Recognising Pitfalls

The main pitfall associated with home-equity loans is that they sometimes seem to be an easy solution for a borrower who may have fallen into a perpetual cycle of spending, borrowing, spending and sinking deeper into debt. Unfortunately, this scenario is so common the lenders have a term for it: reloading, which is basically the habit of taking a loan in order to pay off existing debt and free up additional credit, which the borrower then uses to make additional purchases.

If you are contemplating a loan that gives you access to credit to pay off your debt, it might be time for a reality check. Were you unable to live within your means before you took out the line of credit? If so, it will likely be unrealistic to expect that you'll be better off when you increase your debt by 25%, plus interest and fees. This could become a slippery slope to bankruptcy.

Another pitfall may arise when homeowners take out a home-equity loan to finance home improvements. While remodelling the kitchen or bathroom generally adds value to a house, improvements such as a swimming pool may be worth more in the eyes of the homeowner than the market determining the resale value. If you're going into debt to make cosmetic changes to your house, try to determine whether the changes add enough value to cover their costs.

Paying for a child's university education is another popular reason for taking out home-equity loans. If, however, the borrowers are nearing retirement, they do need to determine how the loan may affect their ability to accomplish their goals. It may be wise for near-retirement borrowers to seek out other options with their children.

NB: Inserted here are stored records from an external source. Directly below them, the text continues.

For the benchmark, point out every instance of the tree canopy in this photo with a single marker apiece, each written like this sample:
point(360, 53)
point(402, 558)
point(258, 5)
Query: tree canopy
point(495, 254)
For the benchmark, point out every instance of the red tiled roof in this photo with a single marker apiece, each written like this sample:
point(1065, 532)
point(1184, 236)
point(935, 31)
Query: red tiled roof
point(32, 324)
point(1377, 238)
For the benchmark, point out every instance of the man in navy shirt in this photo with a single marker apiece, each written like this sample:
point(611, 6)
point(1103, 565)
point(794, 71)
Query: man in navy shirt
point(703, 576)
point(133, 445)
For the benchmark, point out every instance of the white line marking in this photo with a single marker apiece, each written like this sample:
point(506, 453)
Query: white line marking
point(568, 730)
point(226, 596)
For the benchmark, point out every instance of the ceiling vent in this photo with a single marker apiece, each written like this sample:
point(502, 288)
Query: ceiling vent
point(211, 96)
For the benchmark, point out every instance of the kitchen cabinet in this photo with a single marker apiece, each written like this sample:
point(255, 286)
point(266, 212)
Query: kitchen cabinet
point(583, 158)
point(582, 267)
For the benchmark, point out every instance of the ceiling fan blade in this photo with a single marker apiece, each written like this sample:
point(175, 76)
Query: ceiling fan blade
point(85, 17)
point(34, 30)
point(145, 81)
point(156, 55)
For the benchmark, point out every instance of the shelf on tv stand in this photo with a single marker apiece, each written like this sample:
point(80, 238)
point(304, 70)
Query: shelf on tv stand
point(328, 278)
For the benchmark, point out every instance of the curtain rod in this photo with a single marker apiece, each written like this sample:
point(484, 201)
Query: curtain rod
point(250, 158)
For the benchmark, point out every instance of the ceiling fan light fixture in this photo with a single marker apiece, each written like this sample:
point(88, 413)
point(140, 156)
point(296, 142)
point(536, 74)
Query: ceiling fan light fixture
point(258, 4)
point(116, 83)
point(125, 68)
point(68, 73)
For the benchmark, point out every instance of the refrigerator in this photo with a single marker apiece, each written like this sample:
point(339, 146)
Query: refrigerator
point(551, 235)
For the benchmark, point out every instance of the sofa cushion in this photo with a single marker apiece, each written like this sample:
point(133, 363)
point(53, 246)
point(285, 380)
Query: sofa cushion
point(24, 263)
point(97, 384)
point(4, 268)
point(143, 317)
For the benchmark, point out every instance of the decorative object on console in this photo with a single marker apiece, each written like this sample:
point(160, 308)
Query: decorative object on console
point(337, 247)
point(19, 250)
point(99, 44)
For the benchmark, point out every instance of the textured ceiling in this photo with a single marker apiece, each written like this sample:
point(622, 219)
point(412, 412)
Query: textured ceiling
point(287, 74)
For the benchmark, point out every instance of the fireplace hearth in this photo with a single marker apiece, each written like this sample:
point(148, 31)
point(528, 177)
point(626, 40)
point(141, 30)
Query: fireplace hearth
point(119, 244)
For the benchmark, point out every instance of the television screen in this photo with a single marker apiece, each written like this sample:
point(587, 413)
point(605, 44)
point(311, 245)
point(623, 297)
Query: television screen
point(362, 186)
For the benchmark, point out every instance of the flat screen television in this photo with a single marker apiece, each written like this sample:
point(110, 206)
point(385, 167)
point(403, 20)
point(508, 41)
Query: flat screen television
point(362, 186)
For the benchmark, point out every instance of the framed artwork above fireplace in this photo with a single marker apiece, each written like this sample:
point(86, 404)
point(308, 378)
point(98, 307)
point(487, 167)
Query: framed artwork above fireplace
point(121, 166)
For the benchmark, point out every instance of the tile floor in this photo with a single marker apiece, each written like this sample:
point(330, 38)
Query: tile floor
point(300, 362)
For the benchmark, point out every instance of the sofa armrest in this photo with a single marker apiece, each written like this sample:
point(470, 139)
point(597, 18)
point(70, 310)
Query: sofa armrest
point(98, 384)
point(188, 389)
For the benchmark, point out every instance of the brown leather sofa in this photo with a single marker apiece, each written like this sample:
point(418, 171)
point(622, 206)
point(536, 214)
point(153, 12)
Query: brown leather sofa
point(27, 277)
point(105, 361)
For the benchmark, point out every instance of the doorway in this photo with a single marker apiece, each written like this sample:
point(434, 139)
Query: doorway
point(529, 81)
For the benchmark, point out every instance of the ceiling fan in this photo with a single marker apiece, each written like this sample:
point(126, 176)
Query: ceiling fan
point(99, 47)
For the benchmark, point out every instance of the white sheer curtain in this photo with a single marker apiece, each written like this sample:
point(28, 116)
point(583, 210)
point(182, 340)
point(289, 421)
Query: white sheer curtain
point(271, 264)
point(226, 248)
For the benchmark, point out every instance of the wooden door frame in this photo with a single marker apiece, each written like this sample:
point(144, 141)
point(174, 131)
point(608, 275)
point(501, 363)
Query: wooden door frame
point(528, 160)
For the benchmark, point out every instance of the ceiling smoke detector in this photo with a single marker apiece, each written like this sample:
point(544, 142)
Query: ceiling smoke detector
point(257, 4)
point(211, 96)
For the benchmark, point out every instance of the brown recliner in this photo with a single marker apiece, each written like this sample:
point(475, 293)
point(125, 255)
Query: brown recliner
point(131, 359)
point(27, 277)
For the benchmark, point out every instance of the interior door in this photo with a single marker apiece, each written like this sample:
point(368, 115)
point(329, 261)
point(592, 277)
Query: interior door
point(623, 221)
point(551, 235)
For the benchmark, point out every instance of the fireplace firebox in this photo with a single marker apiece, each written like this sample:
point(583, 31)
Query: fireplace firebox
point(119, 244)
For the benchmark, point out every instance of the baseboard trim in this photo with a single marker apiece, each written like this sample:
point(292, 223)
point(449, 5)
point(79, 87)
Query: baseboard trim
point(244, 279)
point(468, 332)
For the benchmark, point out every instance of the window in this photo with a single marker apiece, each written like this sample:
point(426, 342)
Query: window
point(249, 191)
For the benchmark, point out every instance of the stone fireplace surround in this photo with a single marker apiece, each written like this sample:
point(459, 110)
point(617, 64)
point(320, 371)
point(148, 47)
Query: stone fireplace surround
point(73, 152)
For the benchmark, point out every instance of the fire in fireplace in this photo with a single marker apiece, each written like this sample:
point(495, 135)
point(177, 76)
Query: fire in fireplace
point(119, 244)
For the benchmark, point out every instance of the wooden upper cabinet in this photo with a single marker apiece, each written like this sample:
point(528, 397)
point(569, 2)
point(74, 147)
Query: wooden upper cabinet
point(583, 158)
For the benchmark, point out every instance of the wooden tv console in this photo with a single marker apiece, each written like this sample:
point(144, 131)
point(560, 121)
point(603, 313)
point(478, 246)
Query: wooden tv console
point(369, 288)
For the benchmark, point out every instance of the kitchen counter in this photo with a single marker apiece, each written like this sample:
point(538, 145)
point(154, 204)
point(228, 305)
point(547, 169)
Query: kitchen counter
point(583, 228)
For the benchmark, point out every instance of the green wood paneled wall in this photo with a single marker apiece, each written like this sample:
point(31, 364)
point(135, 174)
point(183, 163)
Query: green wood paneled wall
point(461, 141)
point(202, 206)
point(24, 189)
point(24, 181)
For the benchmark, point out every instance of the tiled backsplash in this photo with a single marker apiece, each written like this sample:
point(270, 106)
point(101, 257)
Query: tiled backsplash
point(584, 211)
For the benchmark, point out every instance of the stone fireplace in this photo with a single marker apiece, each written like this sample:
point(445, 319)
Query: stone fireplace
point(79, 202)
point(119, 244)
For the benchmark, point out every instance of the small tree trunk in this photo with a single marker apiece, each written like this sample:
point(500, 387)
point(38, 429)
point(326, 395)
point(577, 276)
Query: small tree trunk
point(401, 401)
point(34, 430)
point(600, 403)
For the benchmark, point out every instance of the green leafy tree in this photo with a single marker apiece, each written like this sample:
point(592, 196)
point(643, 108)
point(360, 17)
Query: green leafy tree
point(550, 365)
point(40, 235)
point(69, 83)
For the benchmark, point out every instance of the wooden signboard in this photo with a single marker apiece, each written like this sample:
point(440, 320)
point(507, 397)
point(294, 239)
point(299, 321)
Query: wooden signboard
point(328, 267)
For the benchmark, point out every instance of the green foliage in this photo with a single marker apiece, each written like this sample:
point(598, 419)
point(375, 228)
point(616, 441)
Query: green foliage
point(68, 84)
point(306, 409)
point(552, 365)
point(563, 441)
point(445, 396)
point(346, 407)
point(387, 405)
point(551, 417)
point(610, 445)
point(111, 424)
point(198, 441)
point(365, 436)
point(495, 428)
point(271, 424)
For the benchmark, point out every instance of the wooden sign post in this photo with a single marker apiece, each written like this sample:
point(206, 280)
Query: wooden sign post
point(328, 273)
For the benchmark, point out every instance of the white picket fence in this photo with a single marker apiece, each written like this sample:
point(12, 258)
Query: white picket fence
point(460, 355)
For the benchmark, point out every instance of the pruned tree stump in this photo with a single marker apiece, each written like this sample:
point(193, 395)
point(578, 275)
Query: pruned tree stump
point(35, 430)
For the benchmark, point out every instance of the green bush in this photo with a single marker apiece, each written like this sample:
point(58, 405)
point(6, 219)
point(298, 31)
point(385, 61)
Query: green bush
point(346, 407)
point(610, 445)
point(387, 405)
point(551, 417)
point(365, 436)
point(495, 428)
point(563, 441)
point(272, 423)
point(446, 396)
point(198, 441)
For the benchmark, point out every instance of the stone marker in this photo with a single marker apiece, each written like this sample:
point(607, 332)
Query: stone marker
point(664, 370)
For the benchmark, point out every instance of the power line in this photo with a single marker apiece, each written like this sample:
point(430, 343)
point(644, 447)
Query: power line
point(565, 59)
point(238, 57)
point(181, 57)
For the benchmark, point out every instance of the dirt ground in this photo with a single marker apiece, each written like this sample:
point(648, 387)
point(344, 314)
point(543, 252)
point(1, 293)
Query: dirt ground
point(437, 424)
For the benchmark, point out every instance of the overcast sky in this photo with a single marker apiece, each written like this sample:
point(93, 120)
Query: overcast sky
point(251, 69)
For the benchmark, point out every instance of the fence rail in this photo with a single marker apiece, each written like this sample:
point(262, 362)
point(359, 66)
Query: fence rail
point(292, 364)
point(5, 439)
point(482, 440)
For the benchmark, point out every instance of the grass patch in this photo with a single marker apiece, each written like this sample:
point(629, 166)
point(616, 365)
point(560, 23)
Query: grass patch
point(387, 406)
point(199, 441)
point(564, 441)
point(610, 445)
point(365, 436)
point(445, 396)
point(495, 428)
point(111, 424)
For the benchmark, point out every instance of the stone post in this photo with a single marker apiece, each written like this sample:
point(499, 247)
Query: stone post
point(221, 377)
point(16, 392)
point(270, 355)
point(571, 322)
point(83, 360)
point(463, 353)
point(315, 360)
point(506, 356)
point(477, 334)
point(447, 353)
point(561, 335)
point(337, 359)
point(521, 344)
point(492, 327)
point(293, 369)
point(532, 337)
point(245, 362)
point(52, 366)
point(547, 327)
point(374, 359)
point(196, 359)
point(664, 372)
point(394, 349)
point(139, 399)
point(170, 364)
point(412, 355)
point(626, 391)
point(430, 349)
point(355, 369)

Should You Tap Your Home's Equity?

Food, clothing and shelter are life's basic necessities, but only shelter can be leveraged for cash. Despite the risk involved, it is easy to be tempted into using home equity to splurge on expensive luxuries. To avoid the pitfalls of reloading, conduct a careful review of your financial situation before you borrow against your home. Make sure that you understand the terms of the loan and have the means to make the payments without compromising other bills and comfortably repay the debt on or before its due date.